La recherche a été publiée dans le Journal of Cheminformatics.

Détection précoce des DDIs

De nombreuses maladies complexes nécessitent la prescription de plusieurs médicaments, ou polypharmacie. Avec cela, la prise de plusieurs médicaments peut entraîner toutes sortes d’interactions inattendues et indésirables, qui peuvent entraîner des effets secondaires graves ou une efficacité clinique réduite. Pour prévenir les patients de rencontrer de tels effets défavorables, ces DDIs doivent être détectées tôt.

Les approches actuelles impliquent des modèles informatiques et des algorithmes basés sur les réseaux de neurones qui examinent les dossiers antérieurs d’interactions médicamenteuses connues avant d’identifier les structures et les effets secondaires qu’ils sont associés. Cependant, ces systèmes supposent que des médicaments similaires ont des interactions similaires et identifient les combinaisons de médicaments avec des effets secondaires similaires.

L’équipe a cherché à développer un nouveau modèle pour contourner certaines de ces limitations. L’équipe était dirigée par le professeur associé Hojung Nam et le candidat au doctorat Eunyoung Kim de GIST. Ils ont développé un modèle d’apprentissage profond pour prédire les DDIs en fonction des signatures d’expression des gènes induites par les médicaments.

Modèle DeSIDE-DDI

Le modèle, nommé DeSIDE-DDI, se compose de deux parties :

  • Première partie : Un modèle de génération de fonctionnalités qui prédit l’effet d’un médicament sur l’expression des gènes. Il le fait en considérant à la fois la structure et les propriétés du médicament.
  • Deuxième partie : Un modèle de prédiction des DDIs qui prédit divers effets secondaires qui résultent de combinaisons de médicaments.

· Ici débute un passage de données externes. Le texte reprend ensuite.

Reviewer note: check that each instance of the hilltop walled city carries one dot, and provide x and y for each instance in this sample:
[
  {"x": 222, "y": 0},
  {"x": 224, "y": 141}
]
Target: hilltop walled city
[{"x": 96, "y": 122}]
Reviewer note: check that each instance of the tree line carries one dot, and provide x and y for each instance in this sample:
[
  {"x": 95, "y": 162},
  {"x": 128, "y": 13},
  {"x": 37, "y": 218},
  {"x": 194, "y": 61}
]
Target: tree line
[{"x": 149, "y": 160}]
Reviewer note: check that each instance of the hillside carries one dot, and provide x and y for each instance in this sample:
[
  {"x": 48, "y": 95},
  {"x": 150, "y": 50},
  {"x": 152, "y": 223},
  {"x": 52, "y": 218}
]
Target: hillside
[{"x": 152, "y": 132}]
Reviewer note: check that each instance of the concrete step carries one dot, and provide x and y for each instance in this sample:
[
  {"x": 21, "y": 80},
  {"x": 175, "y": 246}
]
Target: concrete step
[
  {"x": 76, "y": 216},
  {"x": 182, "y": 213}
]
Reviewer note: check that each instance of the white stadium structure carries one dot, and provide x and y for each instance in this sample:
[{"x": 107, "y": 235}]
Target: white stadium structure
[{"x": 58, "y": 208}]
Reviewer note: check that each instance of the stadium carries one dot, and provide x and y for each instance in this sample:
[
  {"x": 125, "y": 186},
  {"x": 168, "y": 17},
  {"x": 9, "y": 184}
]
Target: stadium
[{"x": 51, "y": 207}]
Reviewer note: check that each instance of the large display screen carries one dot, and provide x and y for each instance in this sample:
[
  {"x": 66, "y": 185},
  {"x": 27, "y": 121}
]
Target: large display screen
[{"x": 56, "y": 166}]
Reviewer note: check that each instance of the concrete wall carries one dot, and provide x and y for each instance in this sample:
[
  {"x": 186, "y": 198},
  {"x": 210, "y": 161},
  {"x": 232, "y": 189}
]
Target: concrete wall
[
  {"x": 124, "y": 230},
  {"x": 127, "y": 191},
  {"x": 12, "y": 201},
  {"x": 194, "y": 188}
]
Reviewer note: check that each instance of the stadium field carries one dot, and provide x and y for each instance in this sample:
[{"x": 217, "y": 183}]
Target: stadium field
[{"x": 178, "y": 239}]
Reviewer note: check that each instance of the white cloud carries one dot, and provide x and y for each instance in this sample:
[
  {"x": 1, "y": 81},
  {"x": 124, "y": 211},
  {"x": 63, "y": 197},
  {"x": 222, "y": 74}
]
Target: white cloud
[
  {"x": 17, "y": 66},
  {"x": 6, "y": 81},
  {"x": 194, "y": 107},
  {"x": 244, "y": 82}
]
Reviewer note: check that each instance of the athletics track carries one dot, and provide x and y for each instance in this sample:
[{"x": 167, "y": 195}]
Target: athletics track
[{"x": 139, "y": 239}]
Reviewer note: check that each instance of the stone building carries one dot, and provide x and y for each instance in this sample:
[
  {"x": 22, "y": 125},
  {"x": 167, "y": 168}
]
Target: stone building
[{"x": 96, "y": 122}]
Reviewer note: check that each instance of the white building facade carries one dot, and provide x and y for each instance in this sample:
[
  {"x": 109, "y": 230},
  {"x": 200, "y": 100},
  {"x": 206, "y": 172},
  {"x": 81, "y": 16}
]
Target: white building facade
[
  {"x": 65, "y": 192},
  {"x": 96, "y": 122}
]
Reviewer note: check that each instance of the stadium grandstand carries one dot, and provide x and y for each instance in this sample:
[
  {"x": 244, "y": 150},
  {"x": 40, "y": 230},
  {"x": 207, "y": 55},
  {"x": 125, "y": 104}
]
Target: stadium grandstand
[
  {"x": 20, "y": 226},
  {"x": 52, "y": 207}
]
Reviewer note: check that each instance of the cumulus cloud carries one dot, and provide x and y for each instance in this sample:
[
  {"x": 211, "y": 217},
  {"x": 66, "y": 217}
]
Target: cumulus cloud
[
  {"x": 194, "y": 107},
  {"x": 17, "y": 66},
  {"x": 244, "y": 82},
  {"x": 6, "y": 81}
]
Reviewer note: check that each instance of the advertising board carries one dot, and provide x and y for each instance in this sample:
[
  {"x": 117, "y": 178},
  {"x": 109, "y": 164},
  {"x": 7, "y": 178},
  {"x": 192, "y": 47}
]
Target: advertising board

« Notre modèle prend en compte les effets des médicaments sur les gènes en utilisant les données d’expression des gènes, ce qui fournit une explication de pourquoi une certaine paire de médicaments provoque des DDIs », déclare le professeur Nam. « Il peut prédire les DDIs pour les médicaments actuellement approuvés ainsi que pour les composés nouveaux. De cette façon, les menaces de la polypharmacie peuvent être résolues avant que les nouveaux médicaments ne soient mis à la disposition du public. »

Tous les composés n’ont pas de signatures d’expression des gènes traitées par les médicaments, le nouveau modèle repose donc sur un modèle de génération de composés pré-entraîné pour générer des expressions des gènes traitées par les médicaments attendues.

« Ce modèle peut discerner les paires de médicaments potentiellement dangereuses, agissant comme un système de surveillance de la sécurité des médicaments. Il peut aider les chercheurs à définir l’utilisation correcte du médicament lors de la phase de développement du médicament », poursuit le professeur Nam.

Le nouveau modèle constitue un grand pas en avant pour améliorer la sécurité des médicaments nouveaux, et il fournira des informations précieuses sur les DDIs et leurs effets défavorables.

Alex McFarland est un journaliste et écrivain en intelligence artificielle qui explore les derniers développements en intelligence artificielle. Il a collaboré avec de nombreuses startups et publications en intelligence artificielle dans le monde entier.